So we’re supposed to start paying $1k-$1,5k on top of already crazy salaries just to maybe get a productivity boost on trivial to semi trivial issues? I know my boss would not be keen on that at least.
If devs salaries are so crazy its quite the opposite. NOT investing 1-1.5k/mo to improve their productivity by a measurable amount would quite literally be just plain stupid and I would question your boss ability to think critically.
Not to mention - while I know many don't like it, they may be able to achieve enough of a productivity boost to not require hiring as many of those crazy salaried devs.

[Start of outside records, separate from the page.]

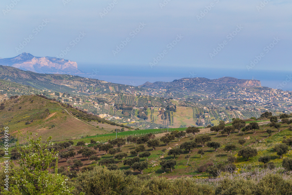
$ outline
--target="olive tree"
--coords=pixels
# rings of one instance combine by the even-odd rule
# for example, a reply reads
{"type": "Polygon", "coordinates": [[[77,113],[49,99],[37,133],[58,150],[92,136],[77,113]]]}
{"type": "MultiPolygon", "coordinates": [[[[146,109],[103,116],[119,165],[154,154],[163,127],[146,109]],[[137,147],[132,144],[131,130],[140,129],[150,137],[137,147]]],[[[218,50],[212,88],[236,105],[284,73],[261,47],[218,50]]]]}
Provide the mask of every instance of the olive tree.
{"type": "Polygon", "coordinates": [[[211,141],[211,137],[206,134],[200,135],[196,138],[196,142],[201,144],[202,147],[204,146],[205,142],[211,141]]]}
{"type": "Polygon", "coordinates": [[[180,146],[181,149],[184,149],[186,150],[188,150],[189,153],[191,153],[191,150],[197,147],[197,143],[192,141],[186,141],[182,144],[180,146]]]}
{"type": "Polygon", "coordinates": [[[277,155],[282,158],[282,156],[288,151],[288,146],[284,144],[280,144],[276,145],[274,148],[274,151],[277,152],[277,155]]]}
{"type": "Polygon", "coordinates": [[[176,164],[176,161],[173,159],[169,160],[163,160],[160,163],[161,165],[161,169],[165,171],[166,169],[170,169],[170,172],[172,172],[173,169],[175,168],[175,166],[176,164]]]}
{"type": "Polygon", "coordinates": [[[192,133],[195,137],[195,134],[200,132],[200,129],[199,127],[189,127],[185,130],[185,132],[187,133],[192,133]]]}
{"type": "Polygon", "coordinates": [[[221,146],[220,143],[218,142],[215,142],[215,141],[212,141],[211,142],[208,142],[207,143],[207,146],[209,148],[213,148],[215,149],[215,152],[217,151],[218,149],[220,148],[221,146]]]}
{"type": "Polygon", "coordinates": [[[247,161],[250,157],[255,156],[258,155],[258,151],[255,148],[250,147],[247,147],[243,149],[238,151],[237,155],[242,156],[244,158],[246,158],[247,161]]]}
{"type": "Polygon", "coordinates": [[[232,151],[236,148],[236,146],[234,144],[230,144],[226,145],[224,148],[224,150],[228,152],[230,152],[232,155],[232,151]]]}
{"type": "Polygon", "coordinates": [[[134,170],[137,170],[140,172],[141,174],[143,174],[143,170],[148,168],[148,163],[147,162],[143,161],[134,163],[132,165],[134,170]]]}
{"type": "Polygon", "coordinates": [[[175,148],[169,150],[168,154],[170,156],[173,155],[173,159],[175,159],[175,156],[180,155],[183,153],[183,151],[182,151],[182,150],[179,148],[175,148]]]}

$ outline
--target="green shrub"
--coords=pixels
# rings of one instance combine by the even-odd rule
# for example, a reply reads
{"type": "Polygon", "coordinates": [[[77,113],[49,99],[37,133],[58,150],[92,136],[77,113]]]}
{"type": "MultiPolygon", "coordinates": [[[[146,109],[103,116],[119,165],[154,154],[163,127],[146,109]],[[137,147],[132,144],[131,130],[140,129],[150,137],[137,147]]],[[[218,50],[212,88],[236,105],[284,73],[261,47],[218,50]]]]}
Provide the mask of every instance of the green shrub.
{"type": "Polygon", "coordinates": [[[292,171],[292,158],[285,158],[283,159],[282,165],[287,171],[292,171]]]}
{"type": "Polygon", "coordinates": [[[126,176],[120,170],[110,170],[96,166],[92,171],[82,173],[75,182],[76,194],[140,194],[141,187],[134,176],[126,176]]]}

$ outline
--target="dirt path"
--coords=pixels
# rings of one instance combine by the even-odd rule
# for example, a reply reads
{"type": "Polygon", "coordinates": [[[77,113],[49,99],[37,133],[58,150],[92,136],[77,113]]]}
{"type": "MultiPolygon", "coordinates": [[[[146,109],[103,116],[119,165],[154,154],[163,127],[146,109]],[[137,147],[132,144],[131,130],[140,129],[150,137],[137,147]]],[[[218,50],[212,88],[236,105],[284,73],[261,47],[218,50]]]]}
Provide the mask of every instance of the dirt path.
{"type": "MultiPolygon", "coordinates": [[[[61,107],[62,108],[62,108],[62,106],[61,106],[61,105],[60,105],[60,104],[59,103],[58,103],[58,102],[54,102],[54,102],[54,102],[54,103],[58,103],[58,104],[59,104],[59,105],[60,106],[60,107],[61,107]]],[[[86,122],[85,122],[84,121],[83,121],[82,120],[80,120],[80,119],[79,119],[78,118],[76,118],[76,117],[74,117],[74,116],[73,116],[72,114],[70,114],[69,113],[69,112],[68,112],[67,111],[67,110],[66,110],[66,109],[63,109],[63,110],[64,110],[65,111],[66,111],[66,112],[67,113],[68,113],[68,114],[69,114],[70,116],[71,116],[72,117],[73,117],[73,118],[74,118],[74,119],[75,119],[76,120],[79,120],[79,121],[82,122],[83,122],[84,124],[86,124],[86,125],[87,125],[88,126],[90,126],[90,127],[93,127],[93,128],[94,128],[95,129],[98,129],[99,130],[100,130],[99,129],[98,129],[98,128],[97,128],[96,127],[94,127],[94,126],[93,126],[92,125],[89,125],[88,123],[86,123],[86,122]]],[[[105,131],[105,131],[105,130],[104,130],[105,131]]]]}
{"type": "Polygon", "coordinates": [[[51,114],[50,115],[49,115],[45,119],[45,120],[46,120],[47,119],[49,119],[49,118],[51,118],[51,117],[52,116],[53,116],[54,115],[55,115],[55,114],[56,113],[57,113],[57,112],[54,112],[53,113],[52,113],[52,114],[51,114]]]}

Its literally a no-brainer. Thinking about it from just the individual cost factor is too simplified a view.
Hardware companies routinely license individual EDA tool seats that cost more than numerous developer salaries - $1k/year is nothing if it improves productivity by any measurable amount.
There are many companies that regularly spend much more than that on other software related licenses that devs need to do their job productively.
If the average US salaried developer is 10-15% more productive for just 1k more a month it is literally a no-brainer for companies to invest in that.
Of course on the other side of the coin there are many companies that are very stingy with paying for literally anything for their employees that could measurably improve productivity, and hamper their ability to be productive by intentionally paying for cheap shitty tools. They will just lose out.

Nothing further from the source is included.